According to Rebecca Evans, a postdoctoral research associate in psychology at the University of Liverpool, “The advertising is more integrated or subtle, so young people are less likely to recognise it as advertising, to think about it critically, and engage consumer defences”. (Guardian, 2024).
Konvoy Ventures further highlights the positive benefits of gaming over social media: “Like social media, video games are a powerful tool for social connectivity. However, excessive usage can be harmful to youths. The design of video games and virtual worlds allows these platforms to further improve social media’s benefits while limiting negative impacts.” (Konvoy, 2023).
Konvoy believes that gaming features around digital identity and expression are better positioned to combat self-dissatisfaction, limit the potential for bullying, and protect against doxing. In summary, the gaming industry offers a healthier (and safer) alternative to social media today.
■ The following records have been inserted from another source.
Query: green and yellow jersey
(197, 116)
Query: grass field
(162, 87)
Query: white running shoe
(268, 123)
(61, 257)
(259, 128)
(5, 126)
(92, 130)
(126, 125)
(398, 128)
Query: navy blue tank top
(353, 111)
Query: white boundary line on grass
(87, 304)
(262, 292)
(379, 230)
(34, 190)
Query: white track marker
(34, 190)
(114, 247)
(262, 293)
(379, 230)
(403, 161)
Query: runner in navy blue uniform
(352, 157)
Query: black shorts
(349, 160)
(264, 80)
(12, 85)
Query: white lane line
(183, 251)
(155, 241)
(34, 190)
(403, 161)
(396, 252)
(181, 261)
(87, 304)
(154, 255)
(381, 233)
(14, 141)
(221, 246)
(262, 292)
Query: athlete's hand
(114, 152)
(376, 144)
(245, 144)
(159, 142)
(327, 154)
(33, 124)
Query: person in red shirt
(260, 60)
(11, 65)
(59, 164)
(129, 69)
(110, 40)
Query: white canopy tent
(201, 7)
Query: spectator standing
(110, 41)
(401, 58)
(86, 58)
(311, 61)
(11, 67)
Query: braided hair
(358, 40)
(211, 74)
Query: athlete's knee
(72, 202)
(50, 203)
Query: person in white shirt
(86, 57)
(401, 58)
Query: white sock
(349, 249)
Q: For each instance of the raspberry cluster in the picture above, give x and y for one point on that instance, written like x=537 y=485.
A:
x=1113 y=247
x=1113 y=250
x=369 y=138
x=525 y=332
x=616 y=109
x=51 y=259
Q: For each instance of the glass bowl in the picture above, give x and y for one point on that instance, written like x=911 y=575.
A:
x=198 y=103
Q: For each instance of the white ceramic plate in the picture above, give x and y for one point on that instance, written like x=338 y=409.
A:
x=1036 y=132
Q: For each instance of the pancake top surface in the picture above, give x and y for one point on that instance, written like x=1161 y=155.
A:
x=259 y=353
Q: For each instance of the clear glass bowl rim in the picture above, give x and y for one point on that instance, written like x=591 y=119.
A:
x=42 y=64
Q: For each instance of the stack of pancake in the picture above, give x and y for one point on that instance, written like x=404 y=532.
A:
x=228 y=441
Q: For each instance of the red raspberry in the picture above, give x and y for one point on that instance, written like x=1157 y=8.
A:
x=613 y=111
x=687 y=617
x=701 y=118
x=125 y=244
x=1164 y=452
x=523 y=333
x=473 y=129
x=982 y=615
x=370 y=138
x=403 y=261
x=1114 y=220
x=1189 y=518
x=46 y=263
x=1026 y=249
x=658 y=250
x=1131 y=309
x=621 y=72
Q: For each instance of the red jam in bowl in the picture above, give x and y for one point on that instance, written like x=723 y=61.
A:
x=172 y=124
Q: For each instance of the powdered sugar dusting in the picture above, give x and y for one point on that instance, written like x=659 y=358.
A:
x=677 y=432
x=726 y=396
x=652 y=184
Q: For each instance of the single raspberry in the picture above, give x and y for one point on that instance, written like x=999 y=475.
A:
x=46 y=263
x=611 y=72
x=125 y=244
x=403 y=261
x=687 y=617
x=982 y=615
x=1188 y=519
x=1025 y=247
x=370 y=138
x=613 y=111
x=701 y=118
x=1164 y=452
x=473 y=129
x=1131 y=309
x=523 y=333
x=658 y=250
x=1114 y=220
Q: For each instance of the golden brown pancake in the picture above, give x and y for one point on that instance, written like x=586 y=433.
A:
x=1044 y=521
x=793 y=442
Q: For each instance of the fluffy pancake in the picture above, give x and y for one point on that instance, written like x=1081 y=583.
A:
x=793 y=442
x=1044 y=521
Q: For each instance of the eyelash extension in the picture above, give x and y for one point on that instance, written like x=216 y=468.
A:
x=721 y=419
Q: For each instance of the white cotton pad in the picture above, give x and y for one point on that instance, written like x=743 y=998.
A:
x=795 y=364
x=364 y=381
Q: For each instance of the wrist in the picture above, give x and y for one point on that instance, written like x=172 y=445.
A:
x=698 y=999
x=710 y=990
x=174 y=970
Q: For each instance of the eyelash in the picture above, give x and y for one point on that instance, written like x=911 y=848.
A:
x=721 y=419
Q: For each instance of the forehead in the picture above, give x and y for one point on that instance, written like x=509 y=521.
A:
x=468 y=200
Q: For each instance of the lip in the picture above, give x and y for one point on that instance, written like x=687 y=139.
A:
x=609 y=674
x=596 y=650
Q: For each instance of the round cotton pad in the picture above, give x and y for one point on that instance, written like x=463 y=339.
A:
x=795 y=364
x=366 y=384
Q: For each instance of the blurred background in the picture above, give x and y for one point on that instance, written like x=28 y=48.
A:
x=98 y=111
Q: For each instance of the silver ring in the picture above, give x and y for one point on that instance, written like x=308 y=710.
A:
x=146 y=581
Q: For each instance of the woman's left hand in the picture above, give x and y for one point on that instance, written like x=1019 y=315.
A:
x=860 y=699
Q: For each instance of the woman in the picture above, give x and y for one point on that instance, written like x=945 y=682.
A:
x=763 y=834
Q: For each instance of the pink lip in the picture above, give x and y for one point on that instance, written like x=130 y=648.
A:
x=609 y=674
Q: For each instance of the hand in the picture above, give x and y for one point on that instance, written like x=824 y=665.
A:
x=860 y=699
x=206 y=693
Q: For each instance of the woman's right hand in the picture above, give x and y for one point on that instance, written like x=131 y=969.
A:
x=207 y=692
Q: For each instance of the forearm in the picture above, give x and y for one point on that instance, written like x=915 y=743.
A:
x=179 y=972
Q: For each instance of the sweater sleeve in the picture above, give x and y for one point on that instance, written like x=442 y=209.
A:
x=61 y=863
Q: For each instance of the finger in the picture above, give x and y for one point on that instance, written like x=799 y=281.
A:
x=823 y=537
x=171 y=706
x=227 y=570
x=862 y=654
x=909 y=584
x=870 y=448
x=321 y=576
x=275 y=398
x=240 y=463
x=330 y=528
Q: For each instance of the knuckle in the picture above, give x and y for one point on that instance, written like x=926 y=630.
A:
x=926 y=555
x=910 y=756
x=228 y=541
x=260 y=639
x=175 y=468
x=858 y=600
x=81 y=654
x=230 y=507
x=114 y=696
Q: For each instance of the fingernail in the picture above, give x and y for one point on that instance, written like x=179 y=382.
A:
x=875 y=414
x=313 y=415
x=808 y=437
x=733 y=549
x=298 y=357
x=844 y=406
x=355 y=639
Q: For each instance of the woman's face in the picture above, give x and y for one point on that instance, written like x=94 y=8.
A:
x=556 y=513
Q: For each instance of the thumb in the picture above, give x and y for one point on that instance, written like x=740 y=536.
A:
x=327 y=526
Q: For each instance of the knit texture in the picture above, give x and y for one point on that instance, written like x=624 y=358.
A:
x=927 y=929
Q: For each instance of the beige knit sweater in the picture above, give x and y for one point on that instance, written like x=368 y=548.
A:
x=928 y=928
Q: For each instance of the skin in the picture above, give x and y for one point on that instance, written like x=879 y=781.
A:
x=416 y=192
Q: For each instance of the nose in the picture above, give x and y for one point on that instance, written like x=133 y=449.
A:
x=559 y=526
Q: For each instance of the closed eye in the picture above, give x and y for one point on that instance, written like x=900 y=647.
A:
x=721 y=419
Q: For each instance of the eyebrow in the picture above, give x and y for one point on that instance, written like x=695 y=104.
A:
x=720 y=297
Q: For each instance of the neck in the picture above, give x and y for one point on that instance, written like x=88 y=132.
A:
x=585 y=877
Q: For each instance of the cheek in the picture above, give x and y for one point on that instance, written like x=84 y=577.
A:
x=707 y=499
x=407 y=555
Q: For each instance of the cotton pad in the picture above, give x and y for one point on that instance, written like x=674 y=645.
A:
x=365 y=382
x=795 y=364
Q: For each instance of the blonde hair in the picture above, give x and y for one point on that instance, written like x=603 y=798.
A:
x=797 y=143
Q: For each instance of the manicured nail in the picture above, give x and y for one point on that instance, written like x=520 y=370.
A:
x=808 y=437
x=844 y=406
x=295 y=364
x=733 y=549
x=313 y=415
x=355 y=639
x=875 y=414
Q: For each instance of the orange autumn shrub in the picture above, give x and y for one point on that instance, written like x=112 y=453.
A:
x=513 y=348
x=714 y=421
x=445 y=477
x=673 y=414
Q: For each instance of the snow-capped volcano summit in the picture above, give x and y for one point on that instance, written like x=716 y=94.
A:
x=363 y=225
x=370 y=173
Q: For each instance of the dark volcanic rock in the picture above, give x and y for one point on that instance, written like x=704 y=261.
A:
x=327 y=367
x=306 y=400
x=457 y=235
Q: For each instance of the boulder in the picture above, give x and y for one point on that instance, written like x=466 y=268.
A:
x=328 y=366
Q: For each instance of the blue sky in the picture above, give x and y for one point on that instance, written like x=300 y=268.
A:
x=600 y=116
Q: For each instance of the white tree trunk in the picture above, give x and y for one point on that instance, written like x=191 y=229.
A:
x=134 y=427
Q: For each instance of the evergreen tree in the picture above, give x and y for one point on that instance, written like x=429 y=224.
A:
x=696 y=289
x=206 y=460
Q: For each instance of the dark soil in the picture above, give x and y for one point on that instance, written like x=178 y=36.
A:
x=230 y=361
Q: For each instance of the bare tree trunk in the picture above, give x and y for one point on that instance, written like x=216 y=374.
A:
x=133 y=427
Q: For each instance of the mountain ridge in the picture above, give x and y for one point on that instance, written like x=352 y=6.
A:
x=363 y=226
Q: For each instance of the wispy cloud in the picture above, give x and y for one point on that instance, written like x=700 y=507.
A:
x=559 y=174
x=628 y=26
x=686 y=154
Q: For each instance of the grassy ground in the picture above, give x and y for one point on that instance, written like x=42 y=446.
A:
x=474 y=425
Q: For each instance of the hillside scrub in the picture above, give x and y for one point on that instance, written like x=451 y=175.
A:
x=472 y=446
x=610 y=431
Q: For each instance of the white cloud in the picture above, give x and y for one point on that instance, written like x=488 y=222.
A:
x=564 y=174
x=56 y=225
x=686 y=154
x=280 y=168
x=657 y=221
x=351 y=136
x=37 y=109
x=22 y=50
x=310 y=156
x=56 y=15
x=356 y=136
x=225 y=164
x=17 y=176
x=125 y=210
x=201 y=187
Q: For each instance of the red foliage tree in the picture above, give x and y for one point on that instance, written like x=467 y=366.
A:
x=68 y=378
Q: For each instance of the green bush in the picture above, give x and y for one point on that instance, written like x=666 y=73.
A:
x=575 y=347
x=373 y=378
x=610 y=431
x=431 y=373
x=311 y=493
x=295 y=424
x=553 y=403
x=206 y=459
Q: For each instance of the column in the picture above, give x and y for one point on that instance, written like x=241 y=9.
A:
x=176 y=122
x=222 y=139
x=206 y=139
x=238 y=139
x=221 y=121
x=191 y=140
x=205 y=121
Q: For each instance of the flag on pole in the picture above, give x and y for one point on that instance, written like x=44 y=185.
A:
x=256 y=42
However, there is still plenty of room for improvement, which we are excited to see the industry undertake. (Konvoy, 2023).
In conclusion, while the ROI in gaming from digital to physical is still nascent, clear metrics should come when we can shop fluidly from digital to physical worlds, making it a much more viable, justifiable and tested marketing option. I hope, though, that commercial performance does not mean that these companies sacrifice the philosophy at the heart of gaming. Whatever the activation, to feel authentic and to deliver value, it must remain a fun place to explore, engage and socialise with friends, not an advertiser’s dream of endless distraction, showing us feeds we never asked for, and damaging mental health.
I also hope that it’s used as a testing ground to see what products are popular before producing millions of garments that, again, people do not want, and that end up in landfills. This alone will reduce waste significantly and increase brands’ profit margins. $163 billion is wasted every year due to overproduction and inventory waste (Bloomberg, 2022).
My last wish is that gaming becomes the new Instagram and e-commerce, a safe place where we can shop with our friends, try things on our avatars, get validation, and then purchase, with a direct link from the digital world to the physical world. Imagine a world where this was made for us, a unique piece sent to our house, a treasured piece we wait for, and enables us to express our authentic selves digitally and physically, sustainably whilst benefiting our mental health.
Having the future generation shaped by gaming companies rather than Google and Meta Platforms is undoubtedly positive; choosing what we want to see rather than what advertisers want us to see can only improve society’s culture and well-being. And if brands show up in those places in a way that resonates with those values, then they are more likely to find lasting success – rather than short-term flirtation – with new media.